No question of any fees from public funds will arise. The private consultants with whom the prison medical authorities conferred do not desire that any fee shall be paid in respect of that consultation.
§ 63. Mr. Mander
asked the Home Secretary whether in view of the widespread desire for the trial of those British Fascists leaders who co-operated with Hitler and Mussolini before the war, he will consider the desirability of preferring charges against them where evidence is available?
The tactic employed by the leaders of the British Union, both before and after the outbreak of war, was to exploit the liberty which our law allows and which Parliament was anxious to maintain, even under the stress of war, and to take good care not to bring themselves within reach of the criminal law. It was precisely because of our experience of Fifth Column activities in the over-run countries in Europe in the Spring and Summer of 1940, and because this abuse of our cherished traditions of freedom and liberty without any overt breach of the law constituted a serious menace to the security of the State, that it was felt necessary to arm the Executive with exceptional powers of preventive detention. Before exercising these exceptional powers in any particular case, the question of taking criminal proceedings is always considered, and it is the policy to prosecute wherever practicable. If the suggestion is that Parliament should have enacted, or should enact now, some new law under which Sir Oswald Mosley could be brought to trial and punished for his past behaviour and activities, the effect would be to make a person liable to punishment for doing things which at the time when they were done were not forbidden by law, and however widespread may be the desire for bringing the British Fascist leaders to trial, a provision on the lines suggested would be wholly out of keeping with our conceptions of equity and criminal justice and with sound liberal doctrine.
§ Mr. Mander
Is the Home Secretary aware that there is a very widespread desire throughout the country that specific charges should be directed against Sir Oswald Mosley? Do I understand from him that under the law at the present time there is no evidence on which such charges could be based?
So far as I know, the answer to the latter part of the question is in the affirmative. If I may say so with regard to widespread feelings in the country, there is a duty resting on Members of Parliament as well as Ministers to deal with such feelings when they are not based on evidence.
§ Mr. Austin Hopkinson
While I admit the cogency of the right hon. Gentleman's reply, will he at least consider the cases of those prominent members of the Fascist Party who are now equally prominent Communists and are responsible in some districts for running the "Gaol Mosley" stunt?
§ Mr.
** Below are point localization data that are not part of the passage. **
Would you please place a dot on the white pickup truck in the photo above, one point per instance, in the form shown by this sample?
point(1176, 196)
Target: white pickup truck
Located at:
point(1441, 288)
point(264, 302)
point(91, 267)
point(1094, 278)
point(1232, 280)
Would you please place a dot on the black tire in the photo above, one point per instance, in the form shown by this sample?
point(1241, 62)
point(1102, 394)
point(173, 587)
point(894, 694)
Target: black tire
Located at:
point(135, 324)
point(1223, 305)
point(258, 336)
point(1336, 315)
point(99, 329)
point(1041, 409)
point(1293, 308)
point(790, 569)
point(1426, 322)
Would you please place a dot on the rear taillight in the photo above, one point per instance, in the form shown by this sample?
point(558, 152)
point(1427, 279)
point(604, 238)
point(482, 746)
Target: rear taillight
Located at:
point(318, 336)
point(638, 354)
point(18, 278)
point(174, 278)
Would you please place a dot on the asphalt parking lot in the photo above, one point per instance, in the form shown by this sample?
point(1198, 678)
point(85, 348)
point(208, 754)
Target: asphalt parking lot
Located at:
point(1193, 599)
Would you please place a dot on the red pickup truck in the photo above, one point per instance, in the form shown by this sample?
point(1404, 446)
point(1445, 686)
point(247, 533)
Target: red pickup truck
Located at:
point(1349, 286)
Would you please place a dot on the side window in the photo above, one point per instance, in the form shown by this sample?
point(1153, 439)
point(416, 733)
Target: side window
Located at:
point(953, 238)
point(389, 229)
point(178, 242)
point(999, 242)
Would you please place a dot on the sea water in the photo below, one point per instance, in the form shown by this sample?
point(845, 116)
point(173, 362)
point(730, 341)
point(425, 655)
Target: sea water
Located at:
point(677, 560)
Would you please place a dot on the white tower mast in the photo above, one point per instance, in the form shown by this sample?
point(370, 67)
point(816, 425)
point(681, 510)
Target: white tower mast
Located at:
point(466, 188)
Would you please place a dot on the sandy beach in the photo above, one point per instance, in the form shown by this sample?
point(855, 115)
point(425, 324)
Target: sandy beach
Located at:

A. Edwards
What is the difference between action in this case and action in the case of retrospective legislation which the House has already passed dealing with tax evasion?
I should have thought there was a lot of difference. The hon. Member may have another point of view, but I really cannot see the relevance of one to the other.
§ Mr. Gallacher
Could there be a greater condemnation of the action of the Home Secretary than that he should receive the commendation of the unspeakable Member for Mossley (Mr. Hopkinson)?
There is no greater condemnation of the hon. Member than that in the early days he condemned this Regulation as a Fascist law.
§ 44. Mr. Silverman
asked the Home Secretary whether he is prepared to publish in the OFFICIAL REPORT or in any other way make available to Members the medical reports on the health of Sir Oswald Mosley which preceded and led up to the certificate signed on 9th November, 1943?
I have already given to my hon. Friend during the Debate on the 1st instant a reply which I think commended itself to the House, and I have nothing to add to that reply.
§ Mr. Silverman
In view of the appeal to history contained in my right hon. Friend's week-end speeches does he not think it advisable to supply history with the whole of the evidence and not merely with a selected portion of it?
If you call it a speech there is something in that statement, though it was very difficult to make a speech, I assure you; but I have given the House the essential matter, and I am surprised that my hon. Friend should want further information, because he appeared to know everything about it.
§ Mr. Silverman
My right hon. Friend is right in saying that I am extremely anxious that my knowledge should be shared by other hon. Members, but it is his responsibility and not mine to give to the appeal tribunal which he himself selected the evidence upon which he acted.
§ Mr. Thorne
Does not my right hon. Friend think that if Oswald Mosley had got the power which he was seeking for himself he would have put him where the right hon. Gentleman took him from?